KRISTIN MYERS: Now I spoke with someone just last week who said the economic scars of this pandemic could last well into next year. And that Congress really can't just pat itself on the back and think that its job is done once this recovery really gets back going, especially now that we do have this vaccine. I'm wondering if you're also seeing it the same way. I believe that the phrase that he used was, "taking the punchbowl away from the party really before it got started." Do you see the economic recovery at risk if Congress either pulls support too soon or just doesn't, as you mentioned, give more aid that is necessary?
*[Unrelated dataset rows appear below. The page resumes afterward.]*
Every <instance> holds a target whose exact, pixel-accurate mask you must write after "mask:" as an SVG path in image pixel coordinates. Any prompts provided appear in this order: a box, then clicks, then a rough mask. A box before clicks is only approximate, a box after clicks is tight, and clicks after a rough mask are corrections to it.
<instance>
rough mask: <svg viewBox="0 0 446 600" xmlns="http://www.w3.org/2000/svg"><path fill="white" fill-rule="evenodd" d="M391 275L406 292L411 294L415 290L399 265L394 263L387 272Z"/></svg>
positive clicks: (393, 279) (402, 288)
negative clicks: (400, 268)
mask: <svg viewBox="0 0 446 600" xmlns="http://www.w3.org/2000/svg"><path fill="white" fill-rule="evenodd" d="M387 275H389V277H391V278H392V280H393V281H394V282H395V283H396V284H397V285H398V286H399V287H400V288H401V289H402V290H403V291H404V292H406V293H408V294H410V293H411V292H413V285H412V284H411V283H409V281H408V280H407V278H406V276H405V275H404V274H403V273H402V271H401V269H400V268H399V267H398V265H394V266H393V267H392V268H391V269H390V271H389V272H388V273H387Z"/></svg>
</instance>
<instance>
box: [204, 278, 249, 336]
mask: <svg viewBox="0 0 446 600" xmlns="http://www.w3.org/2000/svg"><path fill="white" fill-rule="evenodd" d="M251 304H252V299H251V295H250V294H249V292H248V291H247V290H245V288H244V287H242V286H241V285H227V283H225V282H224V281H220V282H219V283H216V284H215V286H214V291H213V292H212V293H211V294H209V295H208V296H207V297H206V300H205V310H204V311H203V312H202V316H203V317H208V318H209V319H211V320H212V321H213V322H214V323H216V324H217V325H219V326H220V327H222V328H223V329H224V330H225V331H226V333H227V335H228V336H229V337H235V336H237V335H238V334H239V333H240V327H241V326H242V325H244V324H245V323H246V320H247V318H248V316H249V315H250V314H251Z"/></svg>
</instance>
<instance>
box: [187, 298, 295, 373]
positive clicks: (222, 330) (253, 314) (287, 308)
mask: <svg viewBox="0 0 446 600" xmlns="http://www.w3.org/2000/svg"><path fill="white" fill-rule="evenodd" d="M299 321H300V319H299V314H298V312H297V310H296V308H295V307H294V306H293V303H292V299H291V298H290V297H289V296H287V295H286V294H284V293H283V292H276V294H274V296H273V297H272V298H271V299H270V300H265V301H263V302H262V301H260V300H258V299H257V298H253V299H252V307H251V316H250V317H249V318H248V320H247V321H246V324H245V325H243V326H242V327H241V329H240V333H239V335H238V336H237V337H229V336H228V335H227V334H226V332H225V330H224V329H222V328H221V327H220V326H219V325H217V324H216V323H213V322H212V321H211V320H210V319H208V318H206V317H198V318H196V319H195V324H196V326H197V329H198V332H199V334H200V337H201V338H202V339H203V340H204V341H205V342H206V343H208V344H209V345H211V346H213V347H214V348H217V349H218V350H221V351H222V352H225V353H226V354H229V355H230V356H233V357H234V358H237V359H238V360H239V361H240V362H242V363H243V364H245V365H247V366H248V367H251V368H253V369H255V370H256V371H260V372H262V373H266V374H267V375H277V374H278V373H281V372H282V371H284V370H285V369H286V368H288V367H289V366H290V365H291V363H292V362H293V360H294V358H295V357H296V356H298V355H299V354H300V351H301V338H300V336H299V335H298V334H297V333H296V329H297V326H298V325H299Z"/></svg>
STEPHEN BRINCKS: So it depends on how quickly people return back to normal. So if we get the vaccine widely distributed, people take that, and they feel confident to go out and return to normal activities, then I think most economists are hoping for a pretty strong recovery. But of course, before we get there, we still have some very difficult times ahead. So in particular, as states are imposing more lockdowns, that's really what created the impetus for needing additional funds. So I think most economists, including the Federal Reserve, believe that there needs to be more fiscal stimulus implemented to make sure that we can get through this rough patch.
KRISTIN MYERS: All right. San Diego State University Finance professor, Dr. Stephen Brincks. Thanks so much for joining us today.
STEPHEN BRINCKS: Thank you. It was my pleasure.